Making the AC Utility Connection

Connecting the utility-interactive inverter to the utility grid properly is critical to the safe, long-term, and reliable operation of the entire system. The ac output circuit requirements and the circuits that carry the inverter current in the premises wiring are somewhat complex. However, meetingCoderequirements can and should be accomplished to ensure a safe and durable system.

The circuit sizing and overcurrent device on the ac output of the utility-interactive inverter was covered in the September-October issue ofIAEI News. Even though power and current flow from the inverter to the utility, it should be noted that the utility-end of this circuit is where the currents originate that can harm the conductors when faults occur. Any overcurrent protection should be located at the utility end of the inverter ac output circuit and not at the inverter end of this circuit.

Photo 1

 

Although the inverter may require an external disconnect, if that disconnect function is achieved, as it commonly is, by a circuit breaker, then the conductor ampacity calculations may be more complicated as noted below. It is good practice to install the inverter near the backfed load center so that the backfed breaker commonly used to interconnect the inverter with the utility can also be used as the ac inverter disconnect required by 690.15. This places the overcurrent device at the utility-supply end of the circuit and groups the ac disconnect for the inverter with the dc disconnect.

Load-side connection

There are two types of connections allowed by the Code for interfacing the output of the utility-interactive inverter to the utility power. They are made on either the supply side or the load side of the main service disconnect of a building or structure (690.64). The load side of the main service disconnect is the most common connection used for the residential system and smaller commercial system under about 10 kW. NEC 690.64(B) [moving to 705.12(D) in 2008 and 2011] covers the requirements and it is heavy reading at best.

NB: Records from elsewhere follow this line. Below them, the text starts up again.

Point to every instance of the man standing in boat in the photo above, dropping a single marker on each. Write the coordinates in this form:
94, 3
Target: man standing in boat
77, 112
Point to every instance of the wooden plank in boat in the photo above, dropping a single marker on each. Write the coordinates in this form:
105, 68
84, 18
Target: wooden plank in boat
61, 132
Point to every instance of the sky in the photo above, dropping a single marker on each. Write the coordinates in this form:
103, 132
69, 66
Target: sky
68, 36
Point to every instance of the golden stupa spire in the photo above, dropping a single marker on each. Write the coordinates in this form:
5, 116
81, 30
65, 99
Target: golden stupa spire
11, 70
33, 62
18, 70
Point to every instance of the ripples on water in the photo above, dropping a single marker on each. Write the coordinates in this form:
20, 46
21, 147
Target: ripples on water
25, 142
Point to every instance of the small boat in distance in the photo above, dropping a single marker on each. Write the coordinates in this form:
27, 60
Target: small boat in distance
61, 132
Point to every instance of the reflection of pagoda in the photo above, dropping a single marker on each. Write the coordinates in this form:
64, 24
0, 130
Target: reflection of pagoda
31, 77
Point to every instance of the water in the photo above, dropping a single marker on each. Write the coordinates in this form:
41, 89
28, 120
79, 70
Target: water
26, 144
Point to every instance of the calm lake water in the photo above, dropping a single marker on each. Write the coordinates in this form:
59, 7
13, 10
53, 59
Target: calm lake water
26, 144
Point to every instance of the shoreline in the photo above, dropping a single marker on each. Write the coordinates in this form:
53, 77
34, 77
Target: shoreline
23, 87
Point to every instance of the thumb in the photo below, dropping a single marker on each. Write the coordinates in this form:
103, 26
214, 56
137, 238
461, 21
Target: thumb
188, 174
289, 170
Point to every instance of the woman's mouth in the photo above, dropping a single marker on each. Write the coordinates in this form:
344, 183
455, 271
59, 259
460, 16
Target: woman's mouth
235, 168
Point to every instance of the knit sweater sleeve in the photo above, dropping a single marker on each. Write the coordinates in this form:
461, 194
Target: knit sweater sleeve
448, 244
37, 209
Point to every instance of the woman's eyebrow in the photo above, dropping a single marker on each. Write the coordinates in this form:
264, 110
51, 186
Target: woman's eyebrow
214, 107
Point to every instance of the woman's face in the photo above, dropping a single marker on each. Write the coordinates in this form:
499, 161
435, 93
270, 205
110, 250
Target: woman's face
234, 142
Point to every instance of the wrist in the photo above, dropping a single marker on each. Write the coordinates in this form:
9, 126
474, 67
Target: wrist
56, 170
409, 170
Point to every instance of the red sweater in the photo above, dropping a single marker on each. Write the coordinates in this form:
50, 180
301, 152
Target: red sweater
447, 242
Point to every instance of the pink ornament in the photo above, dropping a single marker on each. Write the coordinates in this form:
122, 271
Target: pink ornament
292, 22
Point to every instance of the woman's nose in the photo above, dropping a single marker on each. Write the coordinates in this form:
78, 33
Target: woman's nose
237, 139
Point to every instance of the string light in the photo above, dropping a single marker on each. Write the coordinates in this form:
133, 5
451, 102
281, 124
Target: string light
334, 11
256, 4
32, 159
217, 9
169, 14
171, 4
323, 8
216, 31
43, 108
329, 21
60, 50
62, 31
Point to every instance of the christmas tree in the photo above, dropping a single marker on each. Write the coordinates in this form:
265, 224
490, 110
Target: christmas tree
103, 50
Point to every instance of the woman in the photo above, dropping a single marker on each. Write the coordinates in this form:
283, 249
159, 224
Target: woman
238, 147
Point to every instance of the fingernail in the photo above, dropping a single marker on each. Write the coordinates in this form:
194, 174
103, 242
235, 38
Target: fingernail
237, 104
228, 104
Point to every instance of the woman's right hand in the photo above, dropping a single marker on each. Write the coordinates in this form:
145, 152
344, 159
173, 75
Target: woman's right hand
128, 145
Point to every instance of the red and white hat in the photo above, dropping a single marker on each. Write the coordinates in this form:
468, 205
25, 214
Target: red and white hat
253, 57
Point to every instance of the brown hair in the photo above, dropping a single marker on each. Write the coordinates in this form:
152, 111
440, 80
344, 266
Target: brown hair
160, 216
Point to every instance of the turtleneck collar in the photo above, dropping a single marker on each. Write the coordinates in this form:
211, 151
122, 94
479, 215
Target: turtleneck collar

There were changes in 690.64 between the 2005 NEC and the 2008 NEC and the IAEI News issue for July-August 2008 discussed them.

Inspectors need to know this material and how to apply it because many PV installers are not familiar with the details of the requirements.

Photo 2. Multiple inverters require special connections

Code-making panels since 1984 have maintained that 690.64(B)(2) will be rigorously applied to any circuits supplied from multiple sources where protected by overcurrent protective devices (OCPD) from each source. Such sources would include the output of PV inverter(s) and the utility supply.

This Code section requires that the ratings of all OCPD supplying power to a conductor or busbar be added together. The sum of the ratings of those breakers must be less than or equal (in other words: may not exceed) 120% of the rating of the busbar or the ampacity of the conductor. In equation form:

PV OCPD + Main OCPD <= 120% R, where R is the ampacity of conductor or rating of busbar.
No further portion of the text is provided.